= Maya Pindyck =

American poet and scholar (born 1978)

Maya Pindyck (born 1978) is an American poet, scholar, and visual artist. She is director of writing and a professor at Moore College of Art and Design.

== Biography ==
Pindyck grew up in Newton, Massachusetts, United States and Tel Aviv, Israel, attending K-12 schools in both Boston and Tel Aviv. She is Jewish, and was raised secular. She earned her Bachelor of Arts in fine arts and philosophy from Connecticut College. She has a Master of Fine Arts in poetry from Sarah Lawrence College, and a PhD in English education from Columbia University's Teacher's College. Her chapbook Locket, Master earned her a fellowship from the Poetry Society of America. She has shared that creating visual art is what first led her into poetry.

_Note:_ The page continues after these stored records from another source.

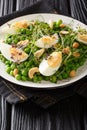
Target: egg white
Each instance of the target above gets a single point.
(45, 69)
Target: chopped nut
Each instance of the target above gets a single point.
(75, 45)
(32, 71)
(76, 54)
(72, 73)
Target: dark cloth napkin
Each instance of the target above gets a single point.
(15, 93)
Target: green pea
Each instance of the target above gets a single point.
(8, 40)
(40, 78)
(58, 23)
(15, 41)
(11, 73)
(24, 72)
(18, 76)
(65, 75)
(24, 78)
(53, 79)
(8, 69)
(35, 79)
(13, 66)
(22, 38)
(27, 50)
(60, 77)
(23, 31)
(7, 62)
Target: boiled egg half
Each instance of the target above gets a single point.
(47, 41)
(12, 53)
(51, 65)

She is a director of writing and a professor of liberal arts at Moore College of Art and Design.

Her favorite writers include Sherman Alexie, Anne Carson, and Lucille Clifton.

== Recognition ==
Pindyck has received several grants, including a National Endowment for the Arts fellowship in 2019. She was awarded the 2021 Philip Levine Prize for Poetry.

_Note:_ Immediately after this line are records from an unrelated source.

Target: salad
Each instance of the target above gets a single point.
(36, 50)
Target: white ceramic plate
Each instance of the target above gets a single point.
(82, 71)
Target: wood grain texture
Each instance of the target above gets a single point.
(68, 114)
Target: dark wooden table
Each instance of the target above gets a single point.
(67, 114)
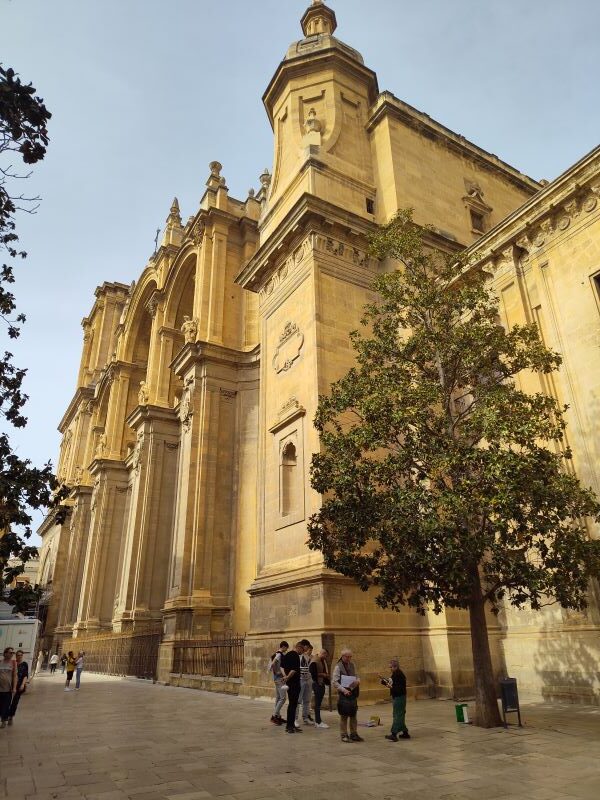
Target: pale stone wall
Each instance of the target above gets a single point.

Her collection Friend Among Stones won New Rivers Press' Many Voices Project Award.

== Works ==
Pindyck is the author of the following works:
- Impossible Belonging (Anhinga Press, 2023)
- A Poetry Pedagogy for Teachers (Bloomsbury, 2022)
- Emoticoncert (Four Way Books, 2016)
- Friend Among Stones (New Rivers Press, 2009)
- Locket, Master (chapbook, 2006)
She has had poems published in Granta (Hebrew edition), Los Angeles Review, Massachusetts Review, Pleiades, Quarterly West, and Seneca Review.

Pindyck is also a visual artist, and has exhibited her work in galleries in the United States and Germany. She also created the cover art for Philadelphia-based Clap Your Hands Say Yeah's album Hysterical.